Wednesday I said no to a morning run. Then, the day got busy – preparing for promotion, my own work and work meetings, his promotion zoom call, and evening plans to celebrate with friends (socially distanced, of course). Afternoon turned to evening - still no time for exercise.
Resistance prowled. I readied my own excuses.
Early in the War of Art, Steven Pressfield writes,
"Most of us have two lives. The life we live, and the unlived life within us. Between the two stands Resistance."
He goes on to personify this Resistance as the barrier to becoming who we are called to become. That unlived life within yearns to break out – but for Resistance.
I plowed through the War of Art this week, and enjoyed Pressfield’s no bull, nearly mystical approach to getting on with living our unlived life within.
Back to that evening, with a tight window between "now" and "pizza celebration," I told my son we needed to get some exercise.
He gave me that, “you can’t be serious” look. I said, "Please?" He gave in. with a nod. The ask wasn’t easy. I didn't want to exercise, and neither did he.
More than that, I didn't want the momentum to end - so I asked. Fifty-one days of consecutive exercise felt substantial. I didn't want it to end.
It was just a 25 minute walk, but it counted. I logged my 20 minutes of daily exercise.
More than that, it opened a beautiful moment for the two of us. As we walked, we talked - about his elementary career, his reflections and dreams, his fears about junior high.
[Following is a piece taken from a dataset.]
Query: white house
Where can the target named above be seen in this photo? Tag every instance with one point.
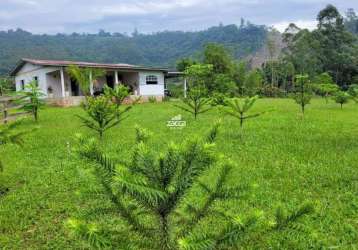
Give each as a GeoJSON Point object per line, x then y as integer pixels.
{"type": "Point", "coordinates": [60, 89]}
The best part? After a few minutes of walking side-by-side, he grabbed my hand. Yep. You read that right. My sixth grade son grabbed my hand while we walked around our neighborhood. I melted. We talked. Hand in hand.
Pushing through day 52 gave me renewed energy for the days 53-56. Momentum steadied me against Resistance.
The next morning, I ran another 5k, and when the week closed I had logged my more kilometers (23.5) than any prior week. My back's not sore. My knees are holding up. This one-day-at-a-time commitment is changing me, even in the face of Resistance.
For Pressfield, we overcome Resistance by turning professional. Later in the War of Art he writes, “the professional is prepared each day to confront his own self-sabotage…his goal is not victory, but to handle himself, his insides, as sturdily and steadily as he can.”
The professional is becoming grounded, and in that grounded-ness he finds increasing self-awareness and strength. I think Pressfield is right about this. In our professionalism – in that grounded strength – our unlived life within can awake.
I know mine is waking. It wakes a bit more each day – as momentum builds, alongside confidence, self-awareness, and strength to handle myself – “as sturdily and steadily” as I can.
What about you? Are you living your unlived life within? If not, what's holding you back?